De herinrichting van de boetiek moet alles minder intimiderend doen lijken : Putman gebruikte transparante organza om het marmer van de muren te verzachten en voorzag de vitrines van gordijnen van parels, die druppels parfum voorstellen om meer intimiteit te creëren. De stijve chic van antieke Vlaamse wandtapijten ruimde plaats voor verlichte nissen waar de beroemde bijenflacons een plaatsje kregen. Een gat in het plafond herbergt een enorme luchter die tussen de twee verdiepingen zweeft : hij zorgt voor extra licht in de boetiek en gunt een doorkijk naar het parfumorgel, een hoog. Die gimmick wekt nieuwsgierigheid en lokt de mensen naar boven.

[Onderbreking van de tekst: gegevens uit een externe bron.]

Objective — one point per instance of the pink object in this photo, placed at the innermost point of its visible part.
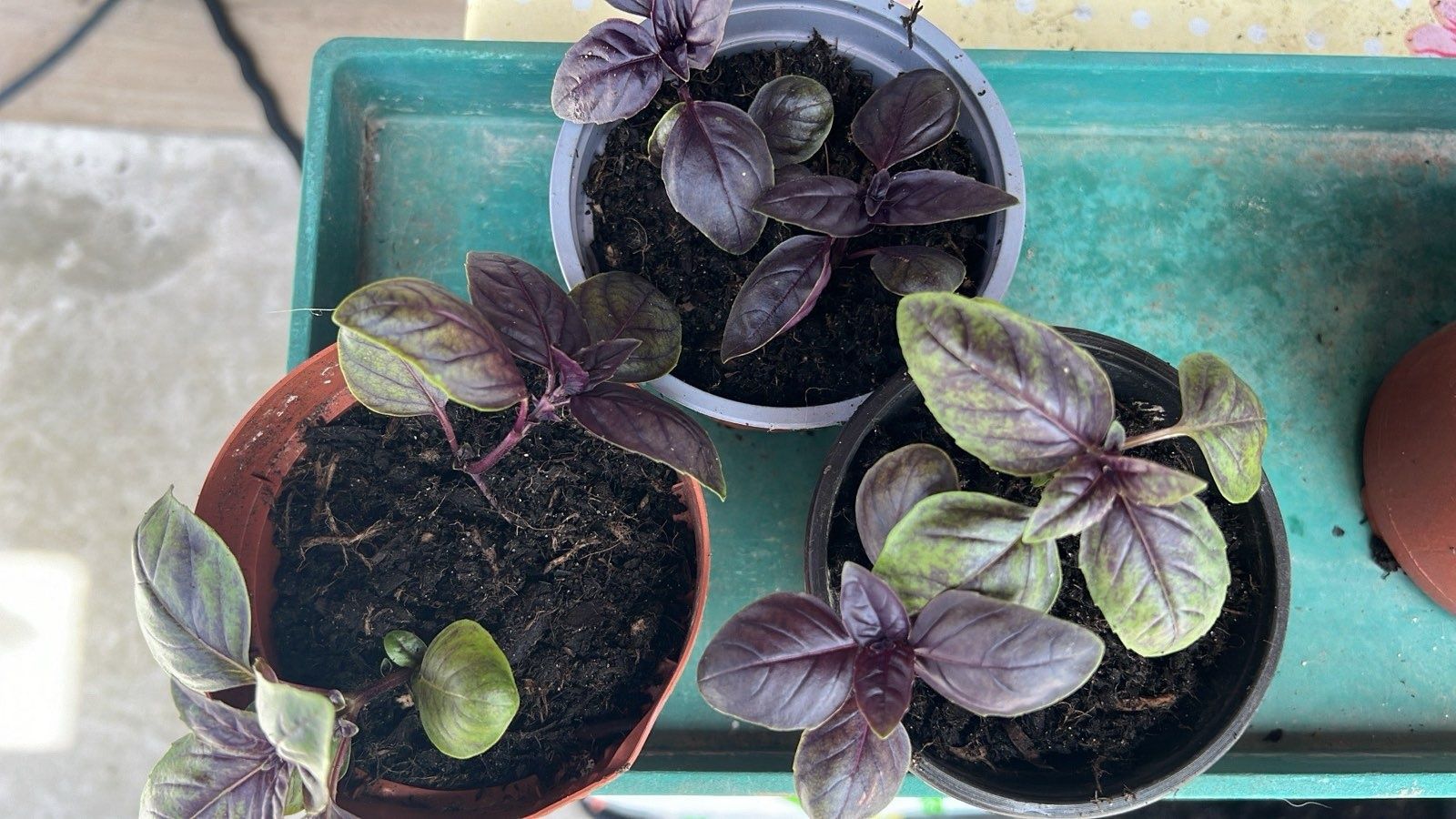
(1439, 38)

Om dezelfde reden verhuisden de kassa’s naar achteren, zodat de trap beter zichtbaar werd. Kleine goudblokjes op de treden en muren tonen de weg naar boven. Hogerop worden die almaar talrijker, om te eindigen in een Gaudi-achtige hal met 350.000 handgemaakte mozaïektegeltjes van bladgoud, aangebracht in golvende lijnen. Je lijkt er binnen in een enorme parfumflacon te wandelen. Even indrukwekkend is het parfumorgel : een ronde bar met alle bestaande producten, inclusief de taxfree exclusiviteiten. Bij elke geur wordt het basisakkoord gepresenteerd, zodat je onmiddellijk een idee krijgt van zijn karakter, dat zich pas na een tijdje ontvouwt, als de topnoten vervlogen zijn.

In het midden hangt de goudkleurige luchter, gevangen in een soort maliënkolder, waar je al een glimp van kon opvangen op de benedenverdieping. Grote klassiekers als Shalimar en Jicky kregen een eigen muur en worden gepresenteerd met hun hoofdingrediënten en in verschillende concentraties : soms ruikt een eau de toilette significant anders dan het parfumextract, de meest pure vorm van de geur.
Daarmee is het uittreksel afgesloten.